Exhibition

Celebrate Beltane with Bianca Bondi | Exhibition Au-delà

This new work by Bianca Bondi - produced in our workshop - blurs the line between the living and the non-living, the visible and the invisible, the seasons of dormancy and fertility of the Earth. It brings together all kinds of beliefs and rituals in the same environment. There are occult, alchemical and divinatory elements associated with pagan fertility and purification rituals. Indeed, the work refers to Beltane, the festival of the first of May in Celtic ancestral tradition that marks the beginning of the pastoral season and the end of the 'dark' season.

Bianca Bondi's multidisciplinary practice involves the activation or elevation of mundane objects through the use of chemical reactions and often develops in relation to the site within which she works.

The materials she works with are chosen for their potential for transformation or their intrinsic properties, highlighting the interconnectedness of things in the world, their transience, and revealing the cycles of life and death. 

Her work has been exhibited at Lafayette Anticipations (2023); Fondation Louis Vuitton (2021); Fondation Carmignac, Porquerolles (2021); Casino Luxembourg (2020); Pera Museum, Istanbul (2020); BOZAR, Brussels, (2019), and in the Biennales de Lyon 2019, Busan 2020, and Thailand 2021.

Transcript

Hello, I’m Bianca Bondi, I’m a South African artist based in Paris. 

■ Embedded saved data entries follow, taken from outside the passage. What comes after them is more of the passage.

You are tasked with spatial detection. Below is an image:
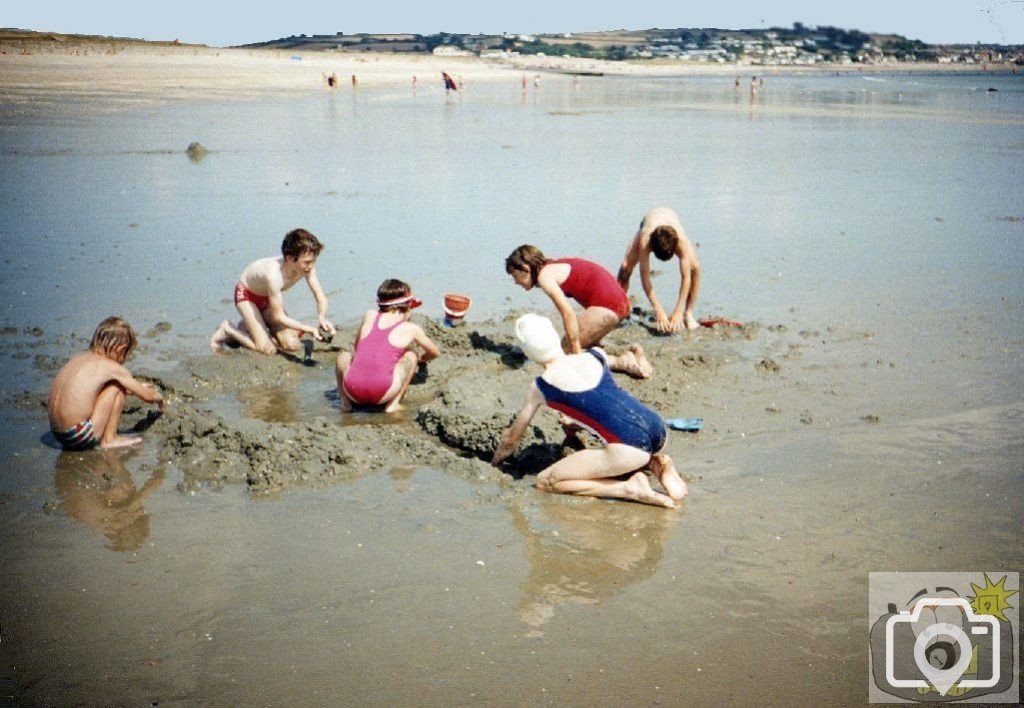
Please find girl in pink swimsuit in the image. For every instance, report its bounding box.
[335,279,441,412]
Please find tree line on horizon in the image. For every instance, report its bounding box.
[243,22,1021,61]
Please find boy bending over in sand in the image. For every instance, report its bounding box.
[491,314,686,509]
[617,206,702,332]
[336,279,440,412]
[48,316,164,450]
[211,228,336,355]
[505,244,652,378]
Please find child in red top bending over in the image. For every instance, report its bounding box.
[505,244,652,378]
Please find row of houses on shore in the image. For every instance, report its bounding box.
[612,32,1020,66]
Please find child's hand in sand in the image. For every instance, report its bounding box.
[666,312,686,333]
[142,383,165,412]
[651,309,684,334]
[318,318,336,340]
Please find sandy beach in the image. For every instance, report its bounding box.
[1,36,1009,105]
[1,46,1021,705]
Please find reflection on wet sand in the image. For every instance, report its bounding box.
[237,385,300,424]
[388,464,417,493]
[54,450,165,552]
[510,498,680,637]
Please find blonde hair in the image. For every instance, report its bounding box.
[90,316,137,360]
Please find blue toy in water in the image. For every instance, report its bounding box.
[665,417,703,432]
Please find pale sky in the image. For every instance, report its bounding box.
[5,1,1023,47]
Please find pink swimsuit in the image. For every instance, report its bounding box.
[342,314,406,405]
[551,258,630,320]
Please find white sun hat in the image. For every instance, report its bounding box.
[515,313,563,364]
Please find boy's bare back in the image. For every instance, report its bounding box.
[636,207,696,259]
[48,352,136,431]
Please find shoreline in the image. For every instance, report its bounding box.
[1,43,1015,99]
[1,46,1014,114]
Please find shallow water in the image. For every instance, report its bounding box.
[1,68,1022,704]
[2,70,1021,433]
[2,71,1022,325]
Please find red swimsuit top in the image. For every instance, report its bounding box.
[550,258,630,320]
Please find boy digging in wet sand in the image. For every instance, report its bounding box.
[48,316,164,450]
[617,206,702,332]
[211,228,336,355]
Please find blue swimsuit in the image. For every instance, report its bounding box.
[535,349,666,453]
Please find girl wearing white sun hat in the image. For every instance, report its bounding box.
[491,314,687,508]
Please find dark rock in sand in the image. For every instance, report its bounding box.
[144,321,172,338]
[186,142,209,162]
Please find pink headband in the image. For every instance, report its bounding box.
[377,294,423,310]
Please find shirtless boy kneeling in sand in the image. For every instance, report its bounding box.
[211,228,336,355]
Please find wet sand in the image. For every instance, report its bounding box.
[1,47,1022,705]
[3,305,1021,704]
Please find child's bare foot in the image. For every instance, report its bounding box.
[624,471,677,508]
[684,313,699,330]
[650,452,688,501]
[383,400,405,413]
[101,435,142,449]
[617,344,654,379]
[210,320,230,352]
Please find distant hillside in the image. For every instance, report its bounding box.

I do celebrate Beltane. I actually used to have a coven in Paris, and that was really lovely, we would celebrate together, and I find it so much nicer to have a community. Unfortunately, that kind of ​​disintegrated over time, so I’m looking for a new coven if anyone is offering. 

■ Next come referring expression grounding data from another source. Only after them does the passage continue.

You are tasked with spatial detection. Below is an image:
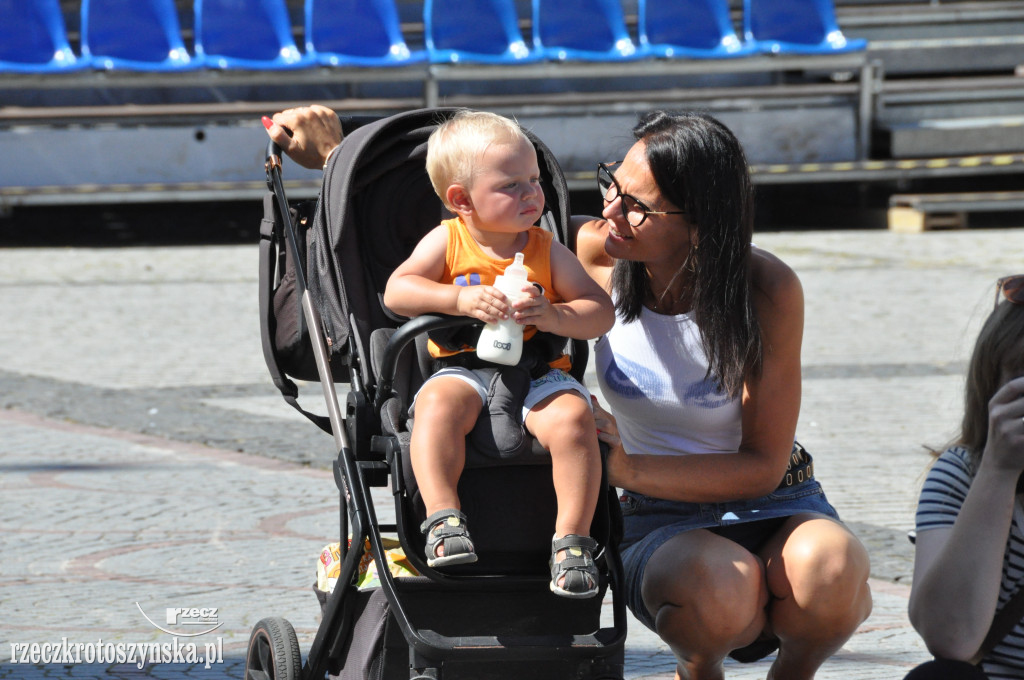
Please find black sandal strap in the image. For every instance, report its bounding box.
[551,534,597,554]
[420,508,467,534]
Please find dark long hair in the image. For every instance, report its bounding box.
[611,111,760,397]
[960,299,1024,467]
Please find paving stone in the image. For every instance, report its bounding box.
[4,228,1023,678]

So Beltane is a celebration very similar to Halloween. It's actually the opposite. We know that at Halloween the veil between the livings and the deads is at its finest, it’s a time of darkness, while Beltane is coming into the light, so it’s also the moment the veil is the finest but you ripped what you sewed at Halloween so it’s when everything is coming towards the light, it’s really a celebration of regenerative energy, of the bond of the sun. It’s a festival that is celebrated on the first of may. 

So the symbolism of the material used is quite vast but the materials are very simple. You have salt, which in this instance, is most important for protection and making sure we have a very pure energy. We have the burned wood, which is a false acacia tree, and then we have the quartz. The quartz is probably the most essential in this piece because I really like this idea of harvesting energy that comes from within the ground, something that is born of oxygen and silica, or breaths from a thousand years ago and that has been born in obscurity but that has been lifted up into that sort celestial energy. We also have thistle flowers which appear menacing but are also very protective, we have these bowls, which contrary to the crystal of quartz, you have the newest crystals being born, the salt crystals. I like this contrast between ancient and new energies. The bowls are actually made of a special liquid which is salt water, and they have milk of a first born son, along with other ingredients made in the light of a full moon. What else do we have ? I think that’s about it. That's essential. 

So this idea of crystallization in my practice is a way of really connecting with the space, because I usually work with the elements that are liquid at the start of a show, and then the crystal transforms throughout. And what I appreciate is that this means the crystals are forming with the air of the space in which it is so it’s really a unification of the unseen, the invisible, in the space where the work is to be completed. I like the idea that a work is moist at the beginning and as time goes align the meaning and the energy of the work is near the completion and it’s really completed with the presence of the spectators, the warmth, the quality of the air, all these sorts of things.